Yiphtah honore son vœu envers Jéhovah

Yiphtah honore son vœu envers Jéhovah

UN GUERRIER rentre chez lui après avoir libéré son peuple de ses oppresseurs. À la vue de sa fille qui, toute joyeuse de le voir sain et sauf, court à sa rencontre en dansant et en jouant du tambourin, il déchire ses vêtements. Pourquoi ne partage-​t-​il pas sa joie ? Quelle bataille vient-​il de remporter ? Et d’abord, qui est-​il ?

Cet homme, Yiphtah, est l’un des juges de l’antique Israël. Mais avant de répondre aux autres questions et de voir ce que le récit peut nous enseigner, il nous faut revenir sur les événements qui ont précédé ces curieuses retrouvailles.

Israël traverse une crise

Yiphtah vit à une époque de crise. Ses frères israélites ont délaissé le culte pur pour servir les dieux de Sidon, de Moab, d’Ammôn et de Philistie. Par conséquent, Jéhovah abandonne son peuple aux mains des Ammonites et des Philistins, qui l’oppressent pendant 18 ans. Les habitants de Guiléad, à l’est du Jourdain, sont les principales victimes *. Finalement, les Israélites reviennent à la raison : ils se repentent, recherchent l’aide de Jéhovah, se remettent à le servir et se débarrassent des dieux étrangers. — Juges 10:6-16.

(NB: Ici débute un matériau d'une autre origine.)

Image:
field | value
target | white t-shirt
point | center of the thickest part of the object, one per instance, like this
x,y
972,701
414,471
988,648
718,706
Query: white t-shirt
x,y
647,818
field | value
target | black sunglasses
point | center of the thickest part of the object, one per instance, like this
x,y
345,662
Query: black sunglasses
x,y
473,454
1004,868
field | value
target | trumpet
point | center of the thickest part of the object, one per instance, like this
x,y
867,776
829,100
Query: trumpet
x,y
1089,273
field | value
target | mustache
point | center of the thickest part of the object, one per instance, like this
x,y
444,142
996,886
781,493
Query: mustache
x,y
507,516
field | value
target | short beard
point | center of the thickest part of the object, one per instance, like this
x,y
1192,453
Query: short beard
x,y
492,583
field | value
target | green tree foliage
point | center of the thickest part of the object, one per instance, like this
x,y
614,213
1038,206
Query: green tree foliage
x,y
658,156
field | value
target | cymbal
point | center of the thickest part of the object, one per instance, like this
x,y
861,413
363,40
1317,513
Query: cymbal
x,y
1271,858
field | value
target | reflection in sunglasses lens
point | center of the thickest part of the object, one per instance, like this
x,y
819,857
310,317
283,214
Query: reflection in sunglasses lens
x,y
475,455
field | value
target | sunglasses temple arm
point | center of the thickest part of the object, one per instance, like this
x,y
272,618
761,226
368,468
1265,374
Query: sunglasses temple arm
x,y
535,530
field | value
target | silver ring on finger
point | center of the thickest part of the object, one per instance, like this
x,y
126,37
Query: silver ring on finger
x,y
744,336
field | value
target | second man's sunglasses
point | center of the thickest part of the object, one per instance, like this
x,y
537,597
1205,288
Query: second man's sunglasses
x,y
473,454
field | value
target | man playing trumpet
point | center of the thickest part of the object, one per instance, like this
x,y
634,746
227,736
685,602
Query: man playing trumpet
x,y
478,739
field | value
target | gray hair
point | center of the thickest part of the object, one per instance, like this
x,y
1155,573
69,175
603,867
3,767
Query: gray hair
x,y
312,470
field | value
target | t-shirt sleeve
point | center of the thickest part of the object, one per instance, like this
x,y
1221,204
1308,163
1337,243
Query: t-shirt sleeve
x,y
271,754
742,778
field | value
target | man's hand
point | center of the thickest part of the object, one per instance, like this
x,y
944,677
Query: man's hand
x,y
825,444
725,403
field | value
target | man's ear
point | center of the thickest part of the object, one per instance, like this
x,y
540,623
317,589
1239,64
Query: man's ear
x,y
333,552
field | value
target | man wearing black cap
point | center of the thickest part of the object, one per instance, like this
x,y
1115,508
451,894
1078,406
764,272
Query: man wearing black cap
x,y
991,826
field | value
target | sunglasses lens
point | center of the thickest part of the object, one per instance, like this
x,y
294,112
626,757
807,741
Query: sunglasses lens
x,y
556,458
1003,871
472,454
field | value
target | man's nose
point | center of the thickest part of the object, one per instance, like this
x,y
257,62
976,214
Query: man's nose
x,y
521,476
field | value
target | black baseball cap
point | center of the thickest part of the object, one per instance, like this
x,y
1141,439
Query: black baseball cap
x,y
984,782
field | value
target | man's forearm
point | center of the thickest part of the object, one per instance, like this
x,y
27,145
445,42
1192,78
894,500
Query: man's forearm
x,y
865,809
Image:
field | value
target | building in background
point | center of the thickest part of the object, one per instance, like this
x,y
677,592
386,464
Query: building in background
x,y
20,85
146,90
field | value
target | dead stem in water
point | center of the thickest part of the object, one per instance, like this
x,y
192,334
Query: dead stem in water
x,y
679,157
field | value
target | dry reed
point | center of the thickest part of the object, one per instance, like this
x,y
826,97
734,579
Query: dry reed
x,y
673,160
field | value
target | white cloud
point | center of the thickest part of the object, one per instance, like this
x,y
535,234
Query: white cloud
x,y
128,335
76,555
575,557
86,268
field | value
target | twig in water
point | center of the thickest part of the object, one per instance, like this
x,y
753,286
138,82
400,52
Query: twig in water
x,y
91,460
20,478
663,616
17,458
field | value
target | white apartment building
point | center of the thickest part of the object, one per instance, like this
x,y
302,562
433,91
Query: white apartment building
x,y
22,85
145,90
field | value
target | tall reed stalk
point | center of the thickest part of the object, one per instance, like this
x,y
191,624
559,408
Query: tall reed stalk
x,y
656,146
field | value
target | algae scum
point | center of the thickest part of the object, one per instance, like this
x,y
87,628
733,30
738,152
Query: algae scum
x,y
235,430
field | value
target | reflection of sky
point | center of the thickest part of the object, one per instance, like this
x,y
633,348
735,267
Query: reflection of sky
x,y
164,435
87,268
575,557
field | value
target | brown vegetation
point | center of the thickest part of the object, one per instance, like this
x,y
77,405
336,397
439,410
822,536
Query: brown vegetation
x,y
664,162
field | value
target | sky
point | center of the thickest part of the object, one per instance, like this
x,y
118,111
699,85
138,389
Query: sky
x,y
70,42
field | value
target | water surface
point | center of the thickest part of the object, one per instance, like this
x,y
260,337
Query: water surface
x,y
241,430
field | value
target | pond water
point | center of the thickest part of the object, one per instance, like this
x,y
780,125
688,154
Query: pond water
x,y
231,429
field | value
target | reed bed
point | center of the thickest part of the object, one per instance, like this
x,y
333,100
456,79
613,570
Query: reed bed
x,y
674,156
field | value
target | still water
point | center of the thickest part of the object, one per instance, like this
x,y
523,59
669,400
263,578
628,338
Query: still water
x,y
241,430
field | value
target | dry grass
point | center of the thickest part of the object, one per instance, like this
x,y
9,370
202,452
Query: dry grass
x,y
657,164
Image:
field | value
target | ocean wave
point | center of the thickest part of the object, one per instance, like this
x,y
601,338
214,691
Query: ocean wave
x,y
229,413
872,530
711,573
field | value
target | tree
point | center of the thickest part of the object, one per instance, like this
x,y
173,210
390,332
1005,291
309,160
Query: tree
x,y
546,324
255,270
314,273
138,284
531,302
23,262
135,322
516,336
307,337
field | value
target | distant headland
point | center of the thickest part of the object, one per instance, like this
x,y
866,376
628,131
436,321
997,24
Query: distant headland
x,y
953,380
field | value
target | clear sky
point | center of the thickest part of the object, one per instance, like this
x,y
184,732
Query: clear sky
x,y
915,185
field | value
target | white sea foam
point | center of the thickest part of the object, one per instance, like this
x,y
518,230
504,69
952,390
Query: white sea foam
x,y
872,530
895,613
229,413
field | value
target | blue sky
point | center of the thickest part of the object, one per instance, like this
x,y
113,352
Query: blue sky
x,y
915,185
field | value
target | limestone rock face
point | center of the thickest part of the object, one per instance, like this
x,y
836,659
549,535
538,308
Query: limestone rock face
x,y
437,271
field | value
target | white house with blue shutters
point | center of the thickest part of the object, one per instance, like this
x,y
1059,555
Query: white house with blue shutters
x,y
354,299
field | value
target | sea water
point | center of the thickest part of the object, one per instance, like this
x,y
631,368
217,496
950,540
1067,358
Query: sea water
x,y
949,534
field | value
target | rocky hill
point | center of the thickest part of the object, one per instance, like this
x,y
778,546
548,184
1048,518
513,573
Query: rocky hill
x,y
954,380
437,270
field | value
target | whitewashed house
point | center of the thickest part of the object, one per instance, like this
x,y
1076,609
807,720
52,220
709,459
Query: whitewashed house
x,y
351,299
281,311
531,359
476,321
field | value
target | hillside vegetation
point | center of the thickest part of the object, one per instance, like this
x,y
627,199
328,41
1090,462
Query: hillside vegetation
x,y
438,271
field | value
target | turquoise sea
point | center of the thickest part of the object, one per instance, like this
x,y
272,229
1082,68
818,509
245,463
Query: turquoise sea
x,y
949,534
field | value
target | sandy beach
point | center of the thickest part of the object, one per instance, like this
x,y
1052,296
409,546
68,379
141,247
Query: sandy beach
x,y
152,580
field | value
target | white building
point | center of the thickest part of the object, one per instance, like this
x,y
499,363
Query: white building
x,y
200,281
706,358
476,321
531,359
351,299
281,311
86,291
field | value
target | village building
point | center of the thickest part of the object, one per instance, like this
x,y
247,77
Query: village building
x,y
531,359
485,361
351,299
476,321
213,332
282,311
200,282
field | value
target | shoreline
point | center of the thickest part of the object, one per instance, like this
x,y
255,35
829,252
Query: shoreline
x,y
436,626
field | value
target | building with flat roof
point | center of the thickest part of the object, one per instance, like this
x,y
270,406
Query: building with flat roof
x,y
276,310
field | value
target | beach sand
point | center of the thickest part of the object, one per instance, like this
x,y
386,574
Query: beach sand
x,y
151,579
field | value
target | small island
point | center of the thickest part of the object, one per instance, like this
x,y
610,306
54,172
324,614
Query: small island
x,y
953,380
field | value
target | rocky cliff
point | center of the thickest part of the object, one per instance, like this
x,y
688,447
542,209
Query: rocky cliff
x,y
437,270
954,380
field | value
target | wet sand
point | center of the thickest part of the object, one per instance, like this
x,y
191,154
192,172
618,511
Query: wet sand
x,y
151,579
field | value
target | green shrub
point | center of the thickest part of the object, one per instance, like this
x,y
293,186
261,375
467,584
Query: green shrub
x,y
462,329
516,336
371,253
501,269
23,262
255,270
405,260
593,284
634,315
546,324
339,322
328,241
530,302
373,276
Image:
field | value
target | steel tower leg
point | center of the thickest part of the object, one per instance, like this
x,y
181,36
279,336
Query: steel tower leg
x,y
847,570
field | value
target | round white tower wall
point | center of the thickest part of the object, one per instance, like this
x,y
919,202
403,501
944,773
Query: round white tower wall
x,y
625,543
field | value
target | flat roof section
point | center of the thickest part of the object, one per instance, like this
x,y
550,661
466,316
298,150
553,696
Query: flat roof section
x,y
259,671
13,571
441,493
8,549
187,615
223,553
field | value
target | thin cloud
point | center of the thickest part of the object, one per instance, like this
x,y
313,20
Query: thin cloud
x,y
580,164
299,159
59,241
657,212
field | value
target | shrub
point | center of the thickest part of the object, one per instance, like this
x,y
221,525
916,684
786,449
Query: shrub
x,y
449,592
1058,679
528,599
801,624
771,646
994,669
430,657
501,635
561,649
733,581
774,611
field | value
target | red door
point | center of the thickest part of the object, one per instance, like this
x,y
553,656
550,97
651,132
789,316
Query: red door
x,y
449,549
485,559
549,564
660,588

Les Ammonites ayant établi leur camp en Guiléad, les Israélites se rassemblent pour les affronter. Mais il manque un chef à Israël (Juges 10:17, 18). Pendant ce temps, Yiphtah doit composer avec ses propres difficultés. Ses demi-frères, gagnés par l’avidité, l’ont chassé afin de mettre la main sur son héritage. Yiphtah se rend donc à Tob, une région située à l’est de Guiléad et se trouvant à portée de lance des ennemis d’Israël. “ Des hommes oisifs ” — probablement des hommes qui ont été privés de travail par les oppresseurs, ou qui se sont rebellés contre la servitude à laquelle ils avaient été réduits — se joignent à Yiphtah. Ils ‘ sortent avec lui ’, ce qui veut peut-être dire qu’ils l’accompagnent dans des raids contre certains voisins hostiles. Sans doute parce que Yiphtah se révèle habile au combat, les Écritures en parlent comme d’un homme “ fort et vaillant ”. (Juges 11:1-3.) Qui donc commandera Israël contre les Ammonites ?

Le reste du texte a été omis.